Chapter Fifty. Health challenges and problems in neonates of low birth weight
Introduction
This chapter aims to define low birth weight, consider some of the common causes and address some of the most prevalent health challenges and problems that may occur in such neonates. The complexity and diversity of health problems require all those caring for these neonates to have specialist knowledge and expertise and this chapter aims to offer a résumé of relevant biological principles that may guide practice. The chapter will also build on some of the diagnostic accounts of congenital abnormalities in Chapter 15, giving due consideration to relevant aspects of physiology, pathophysiology and, where appropriate, therapeutic caring interventions.
Defining low birth weight
The term low birth weight applies to all neonates, regardless of gestational age, whose body weight at birth is less than 2500 g. The improved survival of neonates weighing less than 1000 g required the introduction of the term extremely low birth weight in order to contextualise the challenges and outcomes related to these very small neonates. Given that about 70% of perinatal mortality (total of stillbirths and neonatal deaths) occurs in the 7% of babies whose birth weight is low or very low, this group of neonates clearly encounters complex problems. Regardless of the cause, these neonates are often grouped according to their birth weight in the following manner (England 2003):
• Low birth weight (LBW) includes neonates weighing 2500 g or less at birth.

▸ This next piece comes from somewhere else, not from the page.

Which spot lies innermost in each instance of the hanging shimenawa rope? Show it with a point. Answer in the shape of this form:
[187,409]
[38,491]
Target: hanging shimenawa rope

• Very low birth weight (VLBW) includes neonates weighing 1500 g or less at birth.
• Extremely low birth weight (ELBW) includes neonates weighing under 1000 g at birth.

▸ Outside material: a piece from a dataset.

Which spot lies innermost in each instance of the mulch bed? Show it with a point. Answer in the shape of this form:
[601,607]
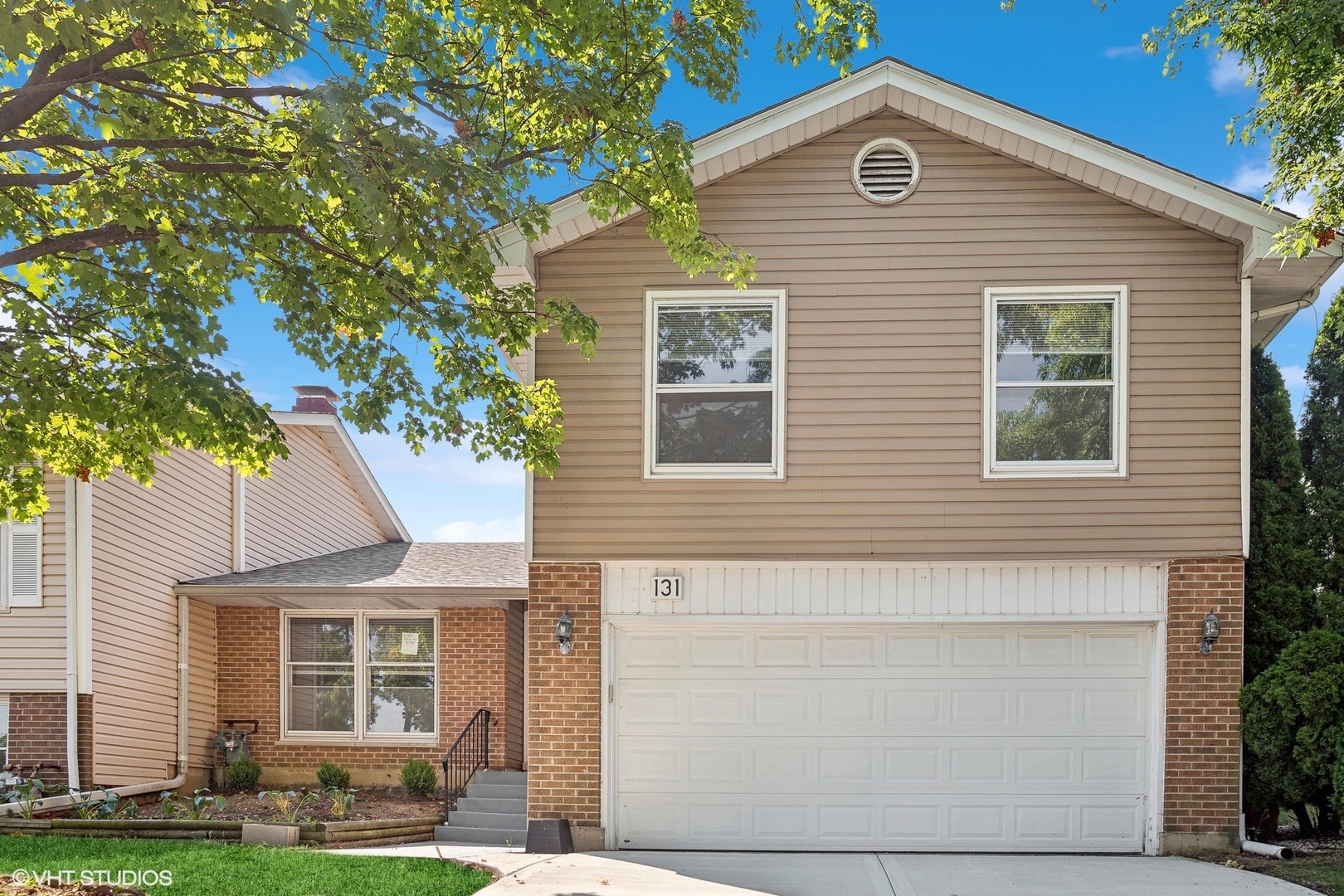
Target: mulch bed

Causes of low birth weight
The two most dominate reasons for a neonate’s low birth weight are prematurity and intrauterine growth retardation (IUGR) (Fig. 50.1). Premature neonates are born before 37 completed weeks of pregnancy and the term prematurity is used regardless of birth weight. Neonates who are small for gestational age (SFGA) weigh less at birth than would be predicted for their gestational age. This group usually includes neonates born below the 10th centile. As these two groups of neonates are likely to present with a range of problems requiring specialist intervention, practitioners must be capable of assessing them at birth and identifying and managing problems which are present. Ongoing vigilance is needed in recognising new problems which evolve in the first few days or even weeks of life. Specialist knowledge, clinical expertise and vigilance are crucial in providing optimal care.

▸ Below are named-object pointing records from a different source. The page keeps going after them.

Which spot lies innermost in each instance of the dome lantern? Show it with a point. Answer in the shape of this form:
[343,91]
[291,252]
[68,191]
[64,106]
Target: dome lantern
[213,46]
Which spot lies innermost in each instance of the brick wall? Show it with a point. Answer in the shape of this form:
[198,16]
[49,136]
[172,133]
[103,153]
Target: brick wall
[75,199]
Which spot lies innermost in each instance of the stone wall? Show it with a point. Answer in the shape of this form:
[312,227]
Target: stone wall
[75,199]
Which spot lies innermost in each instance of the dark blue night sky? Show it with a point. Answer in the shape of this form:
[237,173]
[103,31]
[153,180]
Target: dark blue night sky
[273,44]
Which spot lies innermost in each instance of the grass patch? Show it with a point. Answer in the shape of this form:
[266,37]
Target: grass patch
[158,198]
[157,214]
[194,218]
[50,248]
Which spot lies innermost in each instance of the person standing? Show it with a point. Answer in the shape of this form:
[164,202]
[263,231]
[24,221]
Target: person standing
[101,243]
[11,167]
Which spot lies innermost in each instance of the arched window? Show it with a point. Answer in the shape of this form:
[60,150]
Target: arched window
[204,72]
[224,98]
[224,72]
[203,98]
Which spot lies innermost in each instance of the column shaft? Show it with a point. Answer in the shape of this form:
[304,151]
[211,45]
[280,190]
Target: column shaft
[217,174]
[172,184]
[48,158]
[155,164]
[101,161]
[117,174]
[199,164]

Figure 50.1 (From Henderson C, Macdonald S 2004, with kind permission of Elsevier.) |
Assessment of gestational age
One of the tools commonly used in assessing such neonates is centile charts (Fig. 50.2) which help to define the small-for-gestational-age neonates by using their birth weight which is invariably more than two standard deviations below the mean or less than the 10th percentile of a population-specific birth weight for gestational age. Whilst variations in fetal growth exist, birth weight is frequently used to distinguish between neonates who are small for gestational age from those who are small but normal for gestational age. Assessments of fetal growth, development and maturation must take into consideration variations in genetic and environmental factors which are known to impact on the expectant mother’s health as well as the growth of her fetus(es).
Figure 50.2 (From Henderson C, Macdonald S 2004, with kind permission of Elsevier.) |
In most instances, assessment of fetal growth would be based on the length of gestation by taking into account the onset of the last menstrual period, the size and shape of the growing uterus and maternofetal hormone profile. Ultrasonic studies, and in some instances, amniocentesis, provide additional information when required. Most fetuses fall into a symmetric or asymmetric growth pattern. Symmetric growth implies that both brain and body growths are limited, whereas asymmetric growth implies that body growth is restricted to a greater extent than head and brain growth. The mechanisms for such asynchronous growth are not understood although Anderson & Hay (1999) suggest that increased cerebral blood flow relative to the remainder of the systemic circulation may contribute. The birth of low-birth-weight neonates generally warrants the presence of experienced paediatricians at the delivery.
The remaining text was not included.